Lab-on-a-chip drives search for new drugs to prevent blood clots

August 19, 2019

A tiny lab the size of a postage stamp could be the next big thing in the search for safer anti-clotting drugs to prevent heart attacks and strokes.

The effectiveness of current anti-clotting medication can be limited due to the risk of complications, driving a need for alternatives that can both prevent the formation of blood clots and reduce the risk of excessive and life-threatening bleeding.

The new biocompatible lab-on-a-chip, detailed in a paper published recently in the journal Analytical Chemistry, could help accelerate the discovery and development of new anti-clotting therapies.

The technology has been developed by a team of biochemists and engineers led by RMIT University and the Haematology Micro-platforms group at the Australian Centre for Blood Diseases (ACBD) in Melbourne, Australia.

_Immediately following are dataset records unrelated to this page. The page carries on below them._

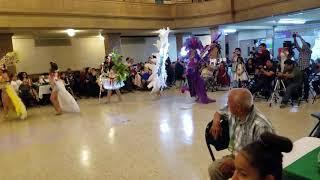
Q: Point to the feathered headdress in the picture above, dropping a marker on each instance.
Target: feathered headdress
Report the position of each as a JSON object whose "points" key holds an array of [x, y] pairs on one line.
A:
{"points": [[120, 68], [10, 58]]}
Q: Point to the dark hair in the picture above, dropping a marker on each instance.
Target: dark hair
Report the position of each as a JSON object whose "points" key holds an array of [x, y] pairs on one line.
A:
{"points": [[270, 60], [308, 44], [266, 155], [263, 45], [289, 62]]}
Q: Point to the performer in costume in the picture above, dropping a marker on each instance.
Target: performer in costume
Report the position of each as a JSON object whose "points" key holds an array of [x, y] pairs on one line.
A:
{"points": [[157, 81], [61, 99], [195, 82], [113, 75], [9, 97]]}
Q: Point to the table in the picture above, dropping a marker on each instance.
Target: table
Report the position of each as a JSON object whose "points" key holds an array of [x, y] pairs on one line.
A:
{"points": [[44, 89], [305, 151]]}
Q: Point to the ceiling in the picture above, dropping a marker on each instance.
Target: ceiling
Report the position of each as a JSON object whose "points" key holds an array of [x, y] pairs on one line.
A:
{"points": [[310, 16]]}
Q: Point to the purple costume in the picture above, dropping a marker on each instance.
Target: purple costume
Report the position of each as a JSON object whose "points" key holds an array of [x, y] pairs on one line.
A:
{"points": [[196, 83]]}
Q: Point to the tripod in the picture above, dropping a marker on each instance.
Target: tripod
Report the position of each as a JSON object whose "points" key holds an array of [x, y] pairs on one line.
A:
{"points": [[275, 93]]}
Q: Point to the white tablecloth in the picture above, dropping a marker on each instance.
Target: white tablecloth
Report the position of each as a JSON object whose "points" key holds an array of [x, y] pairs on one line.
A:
{"points": [[44, 89], [300, 148]]}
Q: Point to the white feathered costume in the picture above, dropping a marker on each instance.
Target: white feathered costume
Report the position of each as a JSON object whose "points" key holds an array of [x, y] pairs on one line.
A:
{"points": [[159, 75]]}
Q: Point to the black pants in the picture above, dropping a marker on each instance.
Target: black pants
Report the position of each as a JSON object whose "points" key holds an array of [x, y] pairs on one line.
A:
{"points": [[306, 86], [316, 86]]}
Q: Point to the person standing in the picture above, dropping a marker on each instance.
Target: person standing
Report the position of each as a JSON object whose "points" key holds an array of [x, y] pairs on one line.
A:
{"points": [[304, 62]]}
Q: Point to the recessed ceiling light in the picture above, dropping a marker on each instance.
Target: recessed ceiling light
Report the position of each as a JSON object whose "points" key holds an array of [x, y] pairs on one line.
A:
{"points": [[292, 21], [226, 31], [101, 37], [71, 32]]}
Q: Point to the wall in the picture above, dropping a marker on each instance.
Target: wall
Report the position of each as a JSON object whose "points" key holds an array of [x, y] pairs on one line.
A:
{"points": [[83, 52], [140, 48], [126, 15]]}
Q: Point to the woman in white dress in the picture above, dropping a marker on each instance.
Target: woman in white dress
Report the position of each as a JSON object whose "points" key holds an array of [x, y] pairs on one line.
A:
{"points": [[66, 100], [61, 99]]}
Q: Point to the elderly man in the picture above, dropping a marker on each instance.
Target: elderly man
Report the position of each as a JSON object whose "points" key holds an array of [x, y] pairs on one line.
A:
{"points": [[246, 124]]}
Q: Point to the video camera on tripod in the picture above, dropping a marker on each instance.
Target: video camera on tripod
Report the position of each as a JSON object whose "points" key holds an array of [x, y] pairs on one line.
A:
{"points": [[289, 46]]}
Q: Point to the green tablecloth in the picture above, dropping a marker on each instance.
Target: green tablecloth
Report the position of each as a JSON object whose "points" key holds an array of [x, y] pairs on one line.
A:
{"points": [[305, 168]]}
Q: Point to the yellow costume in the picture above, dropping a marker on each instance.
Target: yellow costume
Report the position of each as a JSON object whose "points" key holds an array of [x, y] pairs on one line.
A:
{"points": [[18, 105]]}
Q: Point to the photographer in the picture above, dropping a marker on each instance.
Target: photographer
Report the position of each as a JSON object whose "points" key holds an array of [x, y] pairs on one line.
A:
{"points": [[316, 82], [304, 62], [262, 56], [293, 80], [264, 79]]}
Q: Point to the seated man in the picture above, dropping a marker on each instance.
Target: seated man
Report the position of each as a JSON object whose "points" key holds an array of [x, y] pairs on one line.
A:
{"points": [[316, 81], [265, 77], [293, 80], [246, 124]]}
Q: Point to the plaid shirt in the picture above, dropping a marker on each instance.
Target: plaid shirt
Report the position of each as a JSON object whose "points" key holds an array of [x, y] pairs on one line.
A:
{"points": [[248, 131]]}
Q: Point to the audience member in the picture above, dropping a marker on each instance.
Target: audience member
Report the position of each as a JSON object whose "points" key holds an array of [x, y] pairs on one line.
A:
{"points": [[250, 68], [264, 79], [223, 78], [15, 82], [170, 72], [293, 78], [304, 62], [262, 160], [246, 124], [316, 81], [262, 56], [179, 71]]}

It effectively shrinks a medical pathology laboratory onto a small chip, with automated processes that can achieve in a few minutes what could take days in a full-sized lab.

The new device is designed specifically to work with the complex and sensitive biology of blood, featuring a unique system of micropumps and analysis tools for testing the effect of chemical compounds on how the blood clots.

Lead investigator Dr Warwick Nesbitt, RMIT and Monash University, is working with collaborators at the ACBD to use the pioneering device to better understand clotting mechanisms and develop new anti-clotting drugs.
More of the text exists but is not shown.